Robin Cappuccino is currently traveling to all of the Child Haven homes – here are some thoughts from road.
Salaam Alaikum from our Child Haven Home in Chittagong, Bangladesh, with 69 children, and 20 staff (including teachers and part-time tutors). An additional 27 children from the surrounding community come during the day to attend our Montessori preschool and elementary school which runs through Grade 4.
I was reminded what an enchanting place Bangladesh is on a rickshaw ride to some friend’s house in Dhaka soon after our arrival. They live in a residential area served by a flurry of rickshaws carrying passengers and just about anything else you can imagine. It’s astonishing to see what’s conveyed by peddle power, everything from steel pipes to hundreds of chickens in cages, often dwarfing the peddler.
The sound of the rickshaw bells, (bicycle bells basically) hurrying each other along, passing, arriving at intersections, was mesmerizing. Each bell with a different tone and pitch, rung with varying degrees of urgency, together creating a captivating chiming melody accentuated by vendors singing out their wares, baskets balanced on their heads or on opposite ends of shoulder sticks.
A highlight of our arrival at the Home was meeting three new children who had moved in since my last visit. Shorov’s father has been missing for the last 4 years, both of Mustafa’s parents are disabled, and Rozena’s parents make their living as beggars. Their families were no longer able to provide for their needs, but will keep in touch. Another little girl came to the Home several days after we arrived through one of our board members who is also a board member of a local hospital. He referred her to us after her father died. Her mother suffers from epilepsy and didn’t know how she’d be able to manage. The little girl was understandably teary on her first day. It was very touching to see the other kids comfort her, and show how things work in the Home. Nokia, who is several years older, took her by the hand and joined the line to get a squirt of skin oil, which she then rubbed on the little girl’s legs and arms. The next day her grandfather came to take her home. I guess the separation was hard on everyone and they will try to make things work out.
As is often the case, we were welcomed with a cultural program put on by the kids with help from the staff. Dances, songs accompanied by the harmonium, and poems made up this show. The dances and songs were taught by our dance and singing tutors. The climax was the bamboo dance, a traditional dance of Bangladesh’s tribal community which is well represented in the Home. The dance involves jumping back and forth between pairs of rhythmically clapping bamboo poles held at ankle level. One of our tribal care-givers Zainam often leads a group of kids in singing a song to accompany the dance in one of the three tribal languages spoken at the Home. The dance and music programs reflect a desire not to “westernize” the kids, but to celebrate their cultural heritage and identities. In this Home Muslim, Hindu Christian, and Buddhist practices are all encouraged and engaged in depending on the child’s religion when they came.

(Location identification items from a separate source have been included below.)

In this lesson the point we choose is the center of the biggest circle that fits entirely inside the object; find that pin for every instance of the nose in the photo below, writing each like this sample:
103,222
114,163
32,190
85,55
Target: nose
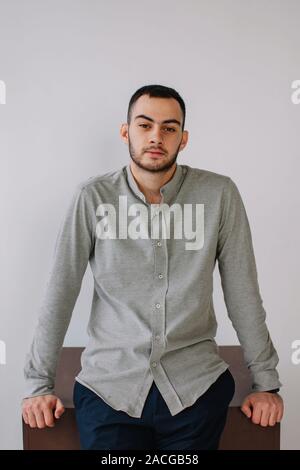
155,136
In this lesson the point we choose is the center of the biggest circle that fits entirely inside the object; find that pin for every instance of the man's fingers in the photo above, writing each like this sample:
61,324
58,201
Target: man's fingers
48,417
280,414
31,419
265,416
39,417
273,418
59,410
25,417
246,408
256,414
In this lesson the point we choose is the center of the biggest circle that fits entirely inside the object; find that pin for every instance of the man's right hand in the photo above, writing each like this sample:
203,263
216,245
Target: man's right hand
41,410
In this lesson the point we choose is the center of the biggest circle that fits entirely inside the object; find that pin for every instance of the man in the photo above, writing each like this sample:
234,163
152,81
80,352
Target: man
151,374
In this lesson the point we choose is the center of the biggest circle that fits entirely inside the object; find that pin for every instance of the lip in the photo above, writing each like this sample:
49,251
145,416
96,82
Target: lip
154,152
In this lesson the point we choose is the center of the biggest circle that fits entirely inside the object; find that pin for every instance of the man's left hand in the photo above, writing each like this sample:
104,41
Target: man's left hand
264,408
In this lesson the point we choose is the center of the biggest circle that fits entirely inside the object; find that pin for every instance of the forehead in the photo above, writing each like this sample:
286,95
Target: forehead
157,108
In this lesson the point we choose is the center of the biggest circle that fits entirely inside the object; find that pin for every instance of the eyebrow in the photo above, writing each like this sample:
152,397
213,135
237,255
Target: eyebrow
152,120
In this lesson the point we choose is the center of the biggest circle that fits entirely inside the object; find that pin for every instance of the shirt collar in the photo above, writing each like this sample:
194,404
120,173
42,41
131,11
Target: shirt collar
168,190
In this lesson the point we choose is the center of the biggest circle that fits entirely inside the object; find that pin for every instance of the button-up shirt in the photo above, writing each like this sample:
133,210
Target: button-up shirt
152,315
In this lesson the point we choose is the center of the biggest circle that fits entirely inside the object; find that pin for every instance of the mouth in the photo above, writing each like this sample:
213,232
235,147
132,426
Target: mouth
154,152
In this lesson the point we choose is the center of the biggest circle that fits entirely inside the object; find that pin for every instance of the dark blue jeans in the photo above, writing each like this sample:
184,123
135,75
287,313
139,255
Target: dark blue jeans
197,427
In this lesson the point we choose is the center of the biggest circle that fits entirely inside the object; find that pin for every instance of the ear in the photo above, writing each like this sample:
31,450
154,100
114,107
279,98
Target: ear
124,132
184,140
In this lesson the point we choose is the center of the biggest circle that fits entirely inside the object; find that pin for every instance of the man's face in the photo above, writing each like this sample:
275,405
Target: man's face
148,132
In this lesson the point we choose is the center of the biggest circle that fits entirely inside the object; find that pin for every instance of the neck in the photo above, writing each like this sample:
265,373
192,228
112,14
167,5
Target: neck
151,182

All of our Homes depend upon the dedication, hard work and love for children of our staff. The photos show Rahman, making one of two soy milk batches he makes twice a day with our soy milk machine, Zainam serving soy milk to the kids, and Monir pumping water for hand-washing. It’s the diligence and caring of all our staff, with the encouragement and guidance of Home Manager Saiful, and the support of our Bangladesh Board that makes this a vibrant and loving Home.
When the kids aren’t studying, there are board games, playing in the yard, and as always I am impressed with how easily the kids make up imaginary play spaces. Ones I saw here utilized bits of leaves, recycled paper, little stones, and there seemed to be a premium on sand sieved through a small piece of screen into a coconut shell the significance of which I didn’t quite catch.
On the day of our departure from Chittagong a transportation strike was called by one of the opposition political parties. Such strikes are enforced with petrol bombs thrown at any motorized vehicle on the street. It was good day for rickshaws. Fortunately we were able to obtain the use of an ambulance for the hour-long ride to the airport. While the flashing lights and siren thrilled the kids in the Home as we pulled out, the eerie wail drowned out the melody of the rickshaws and cast a melancholy pall over our journey. May cooler heads prevail. We’re on our way back to Nepal.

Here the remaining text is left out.